Reputation: 473
Let's say there are a number of different sensors, all of which save data in a database as they measure it and each sensors can have more entries. I'm looking for the best way to save this data so that select queries could be done fastest possible later. Something like
"CREATE TABLE IF NOT EXISTS DataTable (sensor_id TEXT, measured_value REAL, time_of_measuring REAL)"
could basically work, but I imagine this wouldn't be very fast for selecting. I know about primary keys, but they prevent duplicates, so I can't just put sensor_id as a primary key. I'm basically looking for sqlite equivalent of saving data like this, but in a single table and as one measurement being one row:
data = {"sensor1":[x1,x2,x3], "sensor2":[z1,z2,z3]...}
I imagine something like ˇˇ would work for inserting more than a single value for each sensor, but would that help at all with selecting?
"CREATE TABLE IF NOT EXISTS DataTable (sensor_id TEXT NOT NULL, measured_value REAL, time_of_measuring REAL NOT NULL, PRIMARY KEY(sensor_id, time_of_measuring ))"
Upvotes: 1
Views: 2800
Reputation: 222502
For this time-series data, the relevant primary (or unique) key is probably (time_of_measuring, sensor_id)
. This is close to what you suggested at the end of your question, but the columns are in reverse order.
Technically, this prevent a sensor from loging two measures at the same point in time, which seems like a relevant business rule for your data.

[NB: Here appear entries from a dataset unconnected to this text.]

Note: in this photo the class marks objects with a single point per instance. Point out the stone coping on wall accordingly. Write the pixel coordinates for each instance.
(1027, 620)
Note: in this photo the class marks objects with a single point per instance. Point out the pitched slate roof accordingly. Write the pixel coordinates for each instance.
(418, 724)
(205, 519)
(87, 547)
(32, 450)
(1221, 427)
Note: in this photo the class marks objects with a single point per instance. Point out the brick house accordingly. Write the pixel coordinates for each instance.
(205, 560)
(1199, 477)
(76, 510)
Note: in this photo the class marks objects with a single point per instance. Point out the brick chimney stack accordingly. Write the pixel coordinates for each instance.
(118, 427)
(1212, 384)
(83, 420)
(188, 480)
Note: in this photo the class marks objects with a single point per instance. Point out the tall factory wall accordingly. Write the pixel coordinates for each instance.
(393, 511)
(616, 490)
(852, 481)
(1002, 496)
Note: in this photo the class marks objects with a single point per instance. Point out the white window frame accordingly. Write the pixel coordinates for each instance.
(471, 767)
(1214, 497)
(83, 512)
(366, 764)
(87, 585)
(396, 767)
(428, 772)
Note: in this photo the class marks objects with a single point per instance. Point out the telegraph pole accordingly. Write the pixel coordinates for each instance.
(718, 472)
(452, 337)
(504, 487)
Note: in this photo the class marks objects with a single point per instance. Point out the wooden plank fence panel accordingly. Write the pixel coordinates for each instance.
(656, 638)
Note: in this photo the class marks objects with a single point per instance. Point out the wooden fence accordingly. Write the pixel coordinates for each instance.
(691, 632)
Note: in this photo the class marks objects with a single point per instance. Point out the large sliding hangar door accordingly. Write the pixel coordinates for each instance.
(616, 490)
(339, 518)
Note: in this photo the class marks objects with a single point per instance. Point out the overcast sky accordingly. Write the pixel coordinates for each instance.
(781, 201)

When it comes to the speed of queries: it highly depends on the query themselves. Say that you have query like:
select sensor_id, measured_val, time_of_measuring
from data_table
where
sensor_id = ?
and time_of_measuring >= ?
and time_of_measuring < ?
order by sensor_id, time_of_measuring
This query would take advantage of the primary key index, since the columns are the same as those of the where
and order by
clauses. You could add the measured_val
to the index to make the query even more efficient:
create index data_table_idx1
on data_table(sensor_id, time_of_measuring, measured_val);
As another example, consider this where
clause:
where time_of_measuring >= ? and time_of_measuring < ?
No predicate on sensor_id
, but time_of_measuring
is the first column in the index, so the primary key index can be used.
As typical counter-examples, the following where
clauses would not benefit the index:
where sensor_id = ? -- need an index where `sensor_id` is first
where sensor_id = ? and measured_val >= ? -- needs an index on "(sensor_id, measured_val)"
Upvotes: 1